ABD’de satışlar umut verici görünmediği için Apple kısa süre önce Vision Pro’yu ABD dışında da satışa sunacağını duyurmuştu ve Haziran ayı sonunda Çin, Japonya ve Singapur ile başlayan satışlar Kanada, Fransa, Almanya, Avustralya ve İngiltere ile devam etti.
Bazı analistler, Tim Cook’un Apple’ı daha ucuz bir modelle çıkana kadar Vision Pro’nun daha büyük patlama yapabileceğini düşünmüyor.
Apple’ın 3.500 dolarlık Vision Pro’nun iki farklı sürümü üzerinde çalıştığını biliyoruz.

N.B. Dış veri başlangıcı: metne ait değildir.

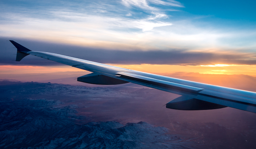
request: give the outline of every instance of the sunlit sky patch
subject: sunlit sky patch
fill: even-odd
[[[126,50],[254,52],[255,2],[196,1],[4,0],[0,33]]]
[[[211,60],[225,55],[219,61],[204,58],[196,65],[238,68],[232,65],[256,60],[255,6],[252,0],[2,0],[0,37],[103,50],[179,51],[188,54],[183,58],[187,61],[193,53],[212,54],[211,58],[207,55]],[[234,74],[207,70],[200,72]]]

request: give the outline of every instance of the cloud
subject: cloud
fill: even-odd
[[[130,16],[131,16],[132,15],[132,14],[131,14],[130,13],[128,13],[128,14],[126,14],[125,15],[127,16],[127,17],[130,17]]]
[[[0,38],[3,45],[0,49],[4,55],[0,56],[2,65],[55,65],[59,63],[28,55],[20,62],[15,60],[17,50],[5,39]],[[41,42],[33,40],[15,40],[18,43],[34,51],[51,52],[104,63],[123,64],[166,64],[188,65],[207,65],[217,64],[226,65],[256,65],[256,60],[250,60],[253,54],[233,52],[189,52],[185,49],[170,49],[168,51],[124,51],[93,49],[68,45]]]
[[[146,10],[155,11],[158,9],[149,6],[149,3],[155,3],[165,6],[174,7],[184,7],[181,3],[173,0],[169,0],[165,2],[160,0],[122,0],[123,3],[127,7],[132,6],[137,6]]]

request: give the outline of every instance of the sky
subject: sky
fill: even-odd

Üst düzey bir model daha da hızlı işlem yeteneklerine sahip olacakken, daha ucuz bir versiyon muhtemelen adındaki “Pro” ibaresini kaldıracak ve daha düşük fiyat için bazı ödünler verecek.

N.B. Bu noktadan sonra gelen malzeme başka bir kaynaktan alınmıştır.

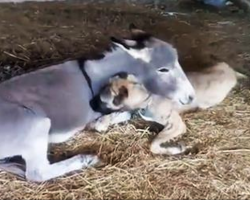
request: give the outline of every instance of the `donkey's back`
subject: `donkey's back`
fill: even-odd
[[[76,61],[54,65],[3,82],[0,84],[0,97],[5,101],[1,105],[5,110],[10,105],[17,104],[32,110],[38,116],[48,117],[51,120],[50,133],[82,128],[93,114],[88,106],[90,89]]]

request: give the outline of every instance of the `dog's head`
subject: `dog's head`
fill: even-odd
[[[109,83],[90,101],[90,105],[94,111],[102,114],[135,110],[149,95],[134,75],[122,72],[110,78]]]

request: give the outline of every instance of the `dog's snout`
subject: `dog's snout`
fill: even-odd
[[[194,95],[188,95],[185,98],[180,99],[179,101],[182,105],[187,105],[187,104],[191,104],[194,98],[195,98]]]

Vision Pro Beklenen Patlamayı Neden Yapamadı?
Bir Apple mağazasında Vision Pro tanıtımını deneyimleyerek 30 dakika geçirdiğinizde, bunun bir bilgisayar ve mühendislik harikası olduğunu anlıyorsunuz. Türkiye’ye geldiğinde de eminiz kullanıcılardan büyük ilgi görecek. Ancak satışa dönmesi aşamasına gelindiğinde bu ilgi somut bir şeye dönüşür mü, işte ondan emin değiliz.
Vision Pro’yu bir bilgisayar olarak kullanmak, kullanıcının favori uygulamalarının birden fazla sanal ekranını açmasını sağlıyor. Bu ekranlar kullanıcının önünde asılı duruyor ve her biri kolayca yakınlaştırılıp uzaklaştırılabiliyor. Etkileşim, çimdikleme ve sürükleme gibi özel el hareketlerini içerirken birçok eylem göz hareketiyle sağlanıyor.

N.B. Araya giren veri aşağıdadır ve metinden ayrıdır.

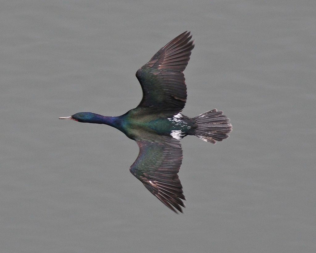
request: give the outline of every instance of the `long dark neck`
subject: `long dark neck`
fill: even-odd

Vision Pro’ya 3.500 doları verdikten sonra ilk heyecanla ürünü kullanıyorsunuz, ancak sonrasında bir şey oluyor. Birçok kullanıcı cihazı nasıl kullanabileceklerini düşünmeye başlıyor.
Vision Pro’ya özgü uygulamaların ve medyanın eksikliği bu durumu daha da zorlaştırdı. Apple’ın yüksek sayıda iade ile karşılaşması ve eBay gibi sitelerde birkaç üniteden fazlasının görülmesi şaşırtıcı değil. Yeni bir Apple ürününe yönelik tipik heyecan da hızla azaldı.
Google Aramalarında Keskin Düşüş
23 milyon pikselli iki OLED ekran, 12 kamera, beş sensör, altı mikrofon ve bir M2 çip. Apple bu kadar küçük bir alana çok şey sığdırmış ve duyusal deneyim beklentileri aşıyor.
Ancak tüm bu özellikleri sunması yeterli olmamış olacak ki Vision Pro’ya ilişkin sosyal medya paylaşımları ve Google aramaları sadece birkaç hafta içinde keskin bir düşüş yaşadı. Üstesinden gelinmesi zor olan bir diğer sorun da form faktörüydü.
Oyun oynamak ya da kısa bir süre antrenman yapmak için başlıklı bir bilgisayar takmak kabul edilebilir olsa da, internette gezinmek ya da film izlemek için saatlerce bu ağır başlığı takmak ergonomik gelmedi. Birçok kullanıcı, başlığın geleneksel kurulumlarına kıyasla cazip bir yükseltme sunmadığını belirtiyor.
Vision Pro’nun ağır yapısı uzun saatler kullanımı konusunda kullanıcılara yardımcı olmuyor. Vision Pro’yu uzun süre kullananların bir kısmı uzun süreli kullanımdan kaynaklanan göz kararması, baş ağrısı ve göz yorgunluğu gibi sağlık sorunları bildirdi. Bu sorunların çoğu VR başlık segmentiyle ile ilgili yaygın şikayetler ve Apple’a özgü bir durum değil.
Apple’ın birinci nesil Vision Pro’sunun sevilecek çok yanı var ve doğrusunu söylemek gerekirse pek çok hevesli kullanıcısı var. Cihazı ilk kez kullanan herkes, deneyimin ileriye doğru büyük bir sıçrama gibi hissettirdiğini hemen fark ediyor.
Ancak madalyonun bir de diğer yüzü var. Apple’ın ve diğer satıcıların satış sonuçları, mevcut haliyle uzamsal bilişim için kitlesel bir pazar fırsatının henüz mevcut olmadığını açıkça gösteriyor. Pazar başarısı için tek başına harika bir teknoloji sunması o ürünün patlaması için yeterli değil.
Apple’ın gelen bildirimlere bakarak daha uygun fiyatlı bir başlık geliştirmesi kuvvetle muhtemel.